The top 3 lines of the .devcontainer file we use for training includes 3 critical elements:

  1.  A base level image with Zephyr pre-installed on top of a minimal Linux environment
  2. Where to mount the local workspace folder inside this container
  3. The name of the workspace folder and where to drop the user when they boot a container

A critical element having the toolchain pre-installed on a Debian image. The nice part is that you can utilize others’ containers, including ours! If you want to customize containers for your own builds, you might need to learn some new items.

Other customizations allow you to set up how you’d like VS Code to look and which extensions you’d like to have available on boot.

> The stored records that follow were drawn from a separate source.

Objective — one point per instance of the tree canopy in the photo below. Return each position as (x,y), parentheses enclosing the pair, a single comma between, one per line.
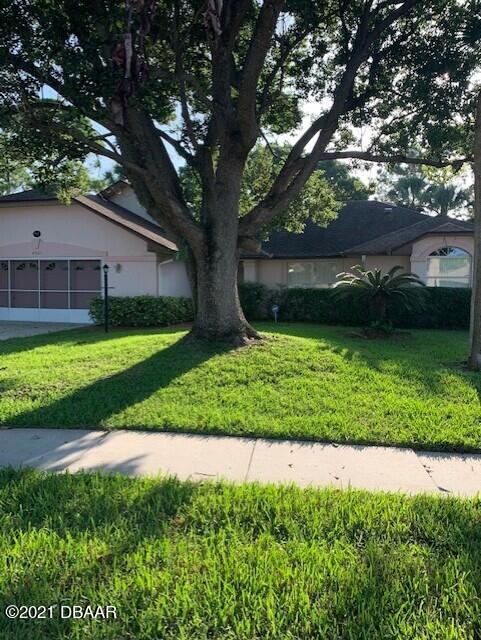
(439,191)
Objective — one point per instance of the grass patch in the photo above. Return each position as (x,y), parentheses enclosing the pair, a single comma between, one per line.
(306,381)
(214,561)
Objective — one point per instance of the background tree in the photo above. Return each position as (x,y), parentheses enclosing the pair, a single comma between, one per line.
(380,290)
(344,183)
(209,79)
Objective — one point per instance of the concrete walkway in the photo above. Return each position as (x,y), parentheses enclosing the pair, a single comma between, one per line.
(198,457)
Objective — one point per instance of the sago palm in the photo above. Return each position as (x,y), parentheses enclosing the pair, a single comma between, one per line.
(379,289)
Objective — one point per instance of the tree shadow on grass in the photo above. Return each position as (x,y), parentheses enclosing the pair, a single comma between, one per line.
(405,561)
(74,534)
(92,405)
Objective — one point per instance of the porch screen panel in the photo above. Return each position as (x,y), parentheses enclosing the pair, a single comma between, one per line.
(49,284)
(316,274)
(4,271)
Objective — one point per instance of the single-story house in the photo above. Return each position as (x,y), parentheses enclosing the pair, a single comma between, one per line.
(51,255)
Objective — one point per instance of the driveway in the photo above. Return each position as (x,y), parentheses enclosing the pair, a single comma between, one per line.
(25,329)
(193,457)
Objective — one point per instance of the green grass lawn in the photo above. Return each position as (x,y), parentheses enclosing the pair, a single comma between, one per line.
(223,562)
(305,381)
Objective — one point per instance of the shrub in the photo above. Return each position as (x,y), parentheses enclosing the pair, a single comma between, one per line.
(256,300)
(143,311)
(443,307)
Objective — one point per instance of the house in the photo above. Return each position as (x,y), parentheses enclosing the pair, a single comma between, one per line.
(51,255)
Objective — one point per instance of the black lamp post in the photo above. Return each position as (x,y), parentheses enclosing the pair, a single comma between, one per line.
(106,297)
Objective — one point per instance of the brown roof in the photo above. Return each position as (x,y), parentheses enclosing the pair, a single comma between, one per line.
(105,208)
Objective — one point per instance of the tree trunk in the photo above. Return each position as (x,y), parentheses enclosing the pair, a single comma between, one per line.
(378,308)
(218,313)
(474,361)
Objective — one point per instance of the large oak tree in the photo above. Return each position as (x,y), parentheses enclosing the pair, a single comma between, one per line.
(210,79)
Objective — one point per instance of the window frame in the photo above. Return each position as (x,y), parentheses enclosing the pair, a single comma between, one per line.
(314,262)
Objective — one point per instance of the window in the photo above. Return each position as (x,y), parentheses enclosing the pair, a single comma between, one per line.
(316,274)
(49,284)
(449,267)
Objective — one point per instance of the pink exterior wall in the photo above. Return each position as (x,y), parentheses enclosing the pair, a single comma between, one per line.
(77,232)
(273,273)
(426,245)
(126,198)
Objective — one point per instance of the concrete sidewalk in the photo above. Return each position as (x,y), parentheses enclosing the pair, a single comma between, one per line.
(197,457)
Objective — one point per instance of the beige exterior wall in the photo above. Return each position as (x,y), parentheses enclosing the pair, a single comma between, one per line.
(274,273)
(126,198)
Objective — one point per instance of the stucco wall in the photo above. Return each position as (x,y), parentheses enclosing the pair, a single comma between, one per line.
(274,273)
(76,232)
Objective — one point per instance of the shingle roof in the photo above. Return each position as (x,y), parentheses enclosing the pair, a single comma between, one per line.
(127,219)
(107,209)
(362,227)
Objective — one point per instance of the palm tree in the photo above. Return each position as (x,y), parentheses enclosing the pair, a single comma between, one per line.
(379,290)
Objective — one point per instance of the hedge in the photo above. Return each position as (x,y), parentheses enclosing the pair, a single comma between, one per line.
(143,311)
(443,307)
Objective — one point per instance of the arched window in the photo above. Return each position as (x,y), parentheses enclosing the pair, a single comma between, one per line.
(449,267)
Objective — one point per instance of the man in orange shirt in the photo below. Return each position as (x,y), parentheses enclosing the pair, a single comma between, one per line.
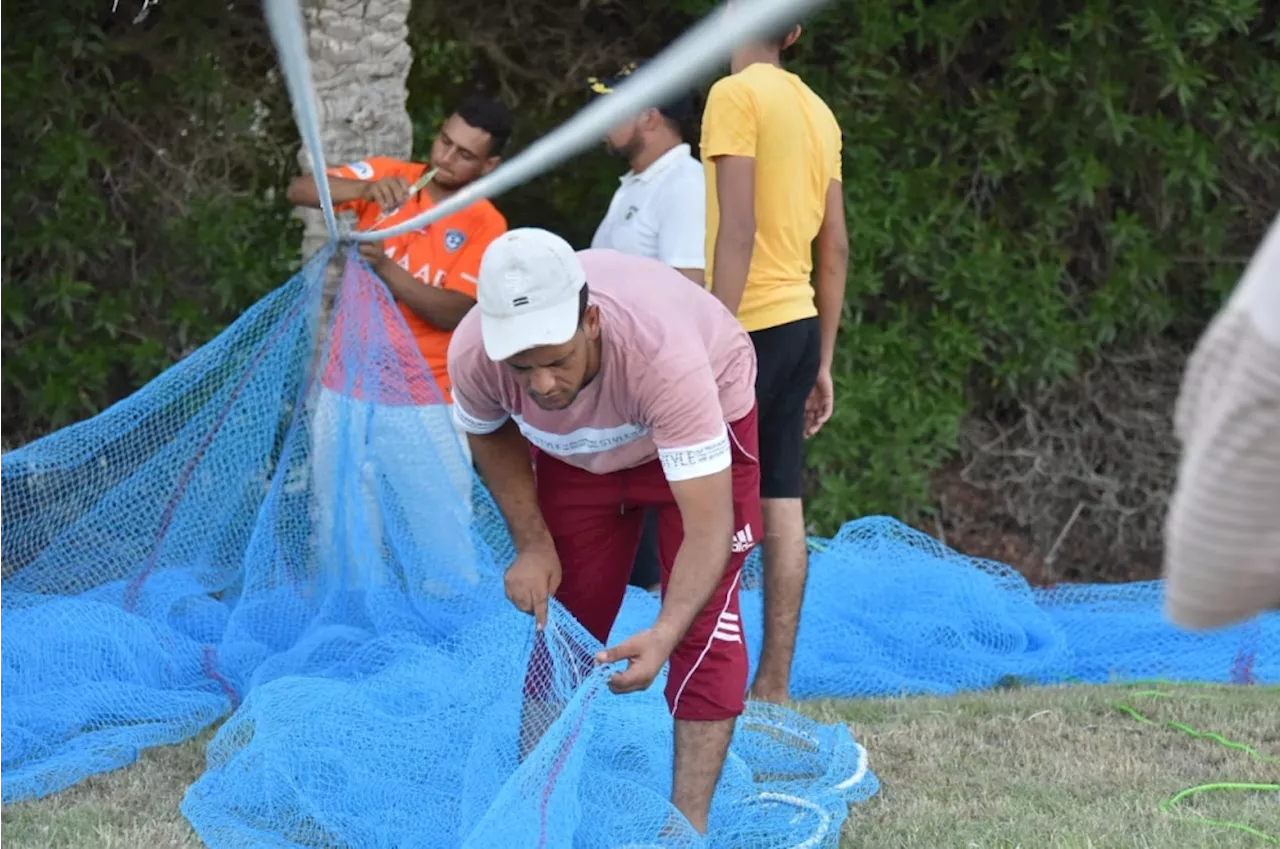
(392,433)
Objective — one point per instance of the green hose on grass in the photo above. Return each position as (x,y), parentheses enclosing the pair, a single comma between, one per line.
(1166,806)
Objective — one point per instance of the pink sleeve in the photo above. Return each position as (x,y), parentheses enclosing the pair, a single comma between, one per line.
(476,400)
(681,407)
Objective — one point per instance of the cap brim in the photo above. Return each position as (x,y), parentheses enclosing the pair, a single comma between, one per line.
(507,336)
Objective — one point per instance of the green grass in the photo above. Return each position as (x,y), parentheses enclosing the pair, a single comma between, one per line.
(1043,768)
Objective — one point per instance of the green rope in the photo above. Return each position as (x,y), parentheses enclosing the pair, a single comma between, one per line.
(1168,804)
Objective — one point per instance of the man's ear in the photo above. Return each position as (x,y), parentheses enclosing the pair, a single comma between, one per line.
(592,322)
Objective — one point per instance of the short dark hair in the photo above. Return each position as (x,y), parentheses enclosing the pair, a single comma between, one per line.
(488,115)
(777,37)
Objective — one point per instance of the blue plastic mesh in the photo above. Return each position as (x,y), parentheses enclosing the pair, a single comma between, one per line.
(316,566)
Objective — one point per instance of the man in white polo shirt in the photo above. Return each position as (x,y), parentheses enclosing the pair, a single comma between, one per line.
(659,211)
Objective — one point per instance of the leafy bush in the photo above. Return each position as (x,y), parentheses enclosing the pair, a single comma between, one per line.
(142,182)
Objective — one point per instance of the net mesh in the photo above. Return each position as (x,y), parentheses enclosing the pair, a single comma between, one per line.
(284,537)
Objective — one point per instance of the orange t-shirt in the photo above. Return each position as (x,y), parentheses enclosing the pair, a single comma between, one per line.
(446,255)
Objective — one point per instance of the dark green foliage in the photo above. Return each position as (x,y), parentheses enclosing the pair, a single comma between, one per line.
(140,177)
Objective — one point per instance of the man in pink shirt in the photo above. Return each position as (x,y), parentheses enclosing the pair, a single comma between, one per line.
(629,389)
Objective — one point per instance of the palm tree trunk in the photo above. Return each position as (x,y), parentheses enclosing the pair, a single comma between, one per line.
(360,62)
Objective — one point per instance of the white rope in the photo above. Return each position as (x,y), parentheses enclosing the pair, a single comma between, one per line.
(696,51)
(284,19)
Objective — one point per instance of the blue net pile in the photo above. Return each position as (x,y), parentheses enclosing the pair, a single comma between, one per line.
(280,534)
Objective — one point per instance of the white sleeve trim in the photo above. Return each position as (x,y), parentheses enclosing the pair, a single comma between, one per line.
(470,424)
(696,461)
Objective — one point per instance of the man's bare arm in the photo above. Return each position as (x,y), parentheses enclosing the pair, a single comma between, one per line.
(302,191)
(707,511)
(503,461)
(438,307)
(832,270)
(735,237)
(695,274)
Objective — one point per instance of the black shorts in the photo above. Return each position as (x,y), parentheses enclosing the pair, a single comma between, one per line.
(787,359)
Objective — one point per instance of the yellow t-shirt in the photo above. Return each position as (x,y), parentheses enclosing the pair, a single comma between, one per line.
(772,115)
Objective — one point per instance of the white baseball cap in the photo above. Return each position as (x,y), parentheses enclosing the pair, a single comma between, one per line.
(528,293)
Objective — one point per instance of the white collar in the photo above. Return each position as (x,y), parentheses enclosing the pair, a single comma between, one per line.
(658,165)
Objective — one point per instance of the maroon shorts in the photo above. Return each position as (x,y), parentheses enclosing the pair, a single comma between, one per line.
(595,521)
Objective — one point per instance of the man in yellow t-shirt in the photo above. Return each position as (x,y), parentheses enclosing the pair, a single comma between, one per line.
(771,151)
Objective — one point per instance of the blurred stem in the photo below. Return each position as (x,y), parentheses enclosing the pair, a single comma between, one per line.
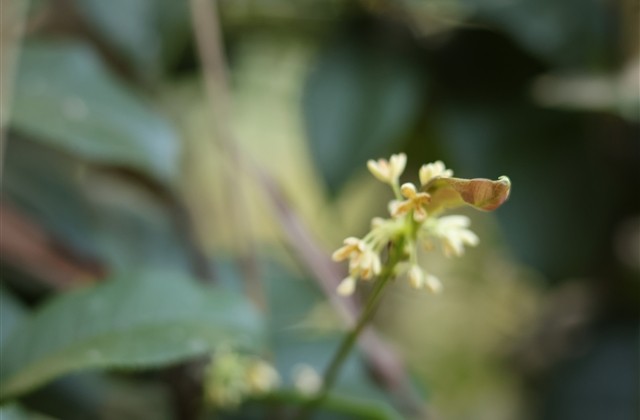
(208,34)
(331,374)
(13,15)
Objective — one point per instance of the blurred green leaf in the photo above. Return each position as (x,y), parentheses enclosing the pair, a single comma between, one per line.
(297,341)
(17,412)
(94,214)
(551,30)
(360,99)
(65,97)
(129,322)
(151,34)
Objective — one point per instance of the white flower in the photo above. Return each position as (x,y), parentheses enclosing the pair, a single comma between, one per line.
(416,277)
(414,201)
(388,171)
(433,283)
(262,377)
(453,232)
(433,170)
(350,247)
(347,286)
(306,379)
(365,264)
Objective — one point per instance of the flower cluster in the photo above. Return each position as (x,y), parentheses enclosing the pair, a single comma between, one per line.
(414,220)
(232,377)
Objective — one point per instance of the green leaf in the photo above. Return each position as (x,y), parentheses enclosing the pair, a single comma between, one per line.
(12,312)
(149,33)
(17,412)
(65,97)
(93,214)
(483,194)
(551,30)
(137,322)
(360,99)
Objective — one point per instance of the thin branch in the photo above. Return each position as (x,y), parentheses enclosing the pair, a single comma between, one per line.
(12,22)
(208,35)
(386,365)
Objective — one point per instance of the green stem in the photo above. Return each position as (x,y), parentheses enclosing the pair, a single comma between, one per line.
(331,374)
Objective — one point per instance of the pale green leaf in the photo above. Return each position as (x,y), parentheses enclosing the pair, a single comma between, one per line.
(483,194)
(142,321)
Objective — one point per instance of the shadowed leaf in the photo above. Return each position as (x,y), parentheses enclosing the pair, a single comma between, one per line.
(135,322)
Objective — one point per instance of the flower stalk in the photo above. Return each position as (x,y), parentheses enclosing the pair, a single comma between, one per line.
(415,223)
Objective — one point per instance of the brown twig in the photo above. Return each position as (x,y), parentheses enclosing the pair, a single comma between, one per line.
(206,24)
(385,364)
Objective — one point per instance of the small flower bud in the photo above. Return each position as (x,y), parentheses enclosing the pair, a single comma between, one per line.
(433,170)
(416,277)
(433,283)
(388,171)
(347,286)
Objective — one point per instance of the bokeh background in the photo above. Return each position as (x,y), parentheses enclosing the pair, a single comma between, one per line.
(129,145)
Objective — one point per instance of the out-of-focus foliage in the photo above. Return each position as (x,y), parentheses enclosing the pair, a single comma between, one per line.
(112,170)
(117,325)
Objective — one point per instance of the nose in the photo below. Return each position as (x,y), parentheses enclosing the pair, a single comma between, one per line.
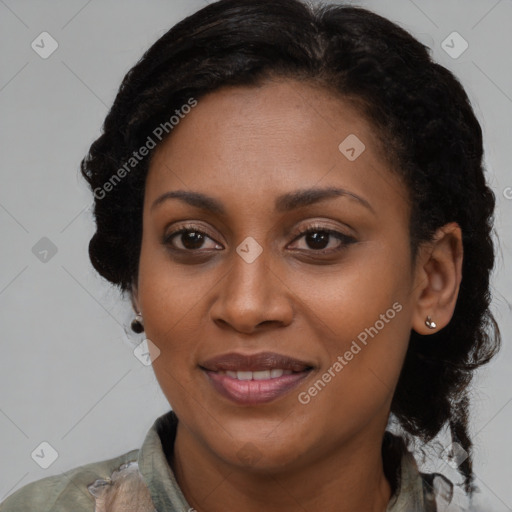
(252,297)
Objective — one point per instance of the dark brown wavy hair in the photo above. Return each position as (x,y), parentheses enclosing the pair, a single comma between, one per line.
(417,107)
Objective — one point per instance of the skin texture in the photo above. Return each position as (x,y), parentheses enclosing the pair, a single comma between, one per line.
(244,147)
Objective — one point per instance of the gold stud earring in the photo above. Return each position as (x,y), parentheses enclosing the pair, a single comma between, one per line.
(430,323)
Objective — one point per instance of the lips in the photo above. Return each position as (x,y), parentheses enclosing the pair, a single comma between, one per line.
(253,363)
(255,379)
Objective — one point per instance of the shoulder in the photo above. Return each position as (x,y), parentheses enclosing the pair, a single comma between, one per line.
(67,491)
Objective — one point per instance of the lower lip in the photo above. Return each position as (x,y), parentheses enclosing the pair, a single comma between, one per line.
(250,392)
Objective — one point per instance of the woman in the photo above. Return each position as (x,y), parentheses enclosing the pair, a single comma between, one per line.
(294,201)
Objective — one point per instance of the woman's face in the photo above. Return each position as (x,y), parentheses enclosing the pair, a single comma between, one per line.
(253,167)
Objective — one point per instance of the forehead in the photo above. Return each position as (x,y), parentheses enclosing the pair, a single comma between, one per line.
(270,139)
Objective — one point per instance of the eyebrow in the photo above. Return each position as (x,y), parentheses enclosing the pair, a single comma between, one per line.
(283,203)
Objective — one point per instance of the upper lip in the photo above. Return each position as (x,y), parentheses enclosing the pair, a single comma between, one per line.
(234,361)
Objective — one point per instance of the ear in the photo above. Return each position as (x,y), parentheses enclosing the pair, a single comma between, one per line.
(438,275)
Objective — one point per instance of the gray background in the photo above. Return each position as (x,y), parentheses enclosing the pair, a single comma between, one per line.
(68,375)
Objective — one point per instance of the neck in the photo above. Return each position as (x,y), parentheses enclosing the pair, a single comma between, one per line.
(348,478)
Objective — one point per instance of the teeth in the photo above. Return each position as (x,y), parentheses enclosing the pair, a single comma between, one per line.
(259,375)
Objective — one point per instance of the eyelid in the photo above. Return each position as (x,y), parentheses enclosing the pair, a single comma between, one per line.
(315,226)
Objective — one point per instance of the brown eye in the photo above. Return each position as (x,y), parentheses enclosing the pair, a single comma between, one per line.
(318,239)
(189,239)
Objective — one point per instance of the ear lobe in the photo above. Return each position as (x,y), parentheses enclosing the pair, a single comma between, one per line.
(438,278)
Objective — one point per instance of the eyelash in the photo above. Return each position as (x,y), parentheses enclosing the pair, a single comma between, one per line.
(344,239)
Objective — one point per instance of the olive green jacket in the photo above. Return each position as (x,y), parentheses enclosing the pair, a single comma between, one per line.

Extending with onCreateCommand.sh

You can add other capabilities once the box has been initiated and is building. This includes pulling in repository information and setting up .bashrc elements that you might find useful from the command line.

#!/bin/bash

west init -l app
west update
west zephyr-export
pip install -r deps/zephyr/scripts/requirements.txt
echo "alias ll='ls -lah'" >> $HOME/.bashrc
west completion bash > $HOME/west-completion.bash
echo 'source $HOME/west-completion.bash' >> $HOME/.bashrc
history -c

It’s key that the west environment was set up in the initial container, because this now utilizes those tools just like you would when setting up a local Zephyr environment on your computer using our docs.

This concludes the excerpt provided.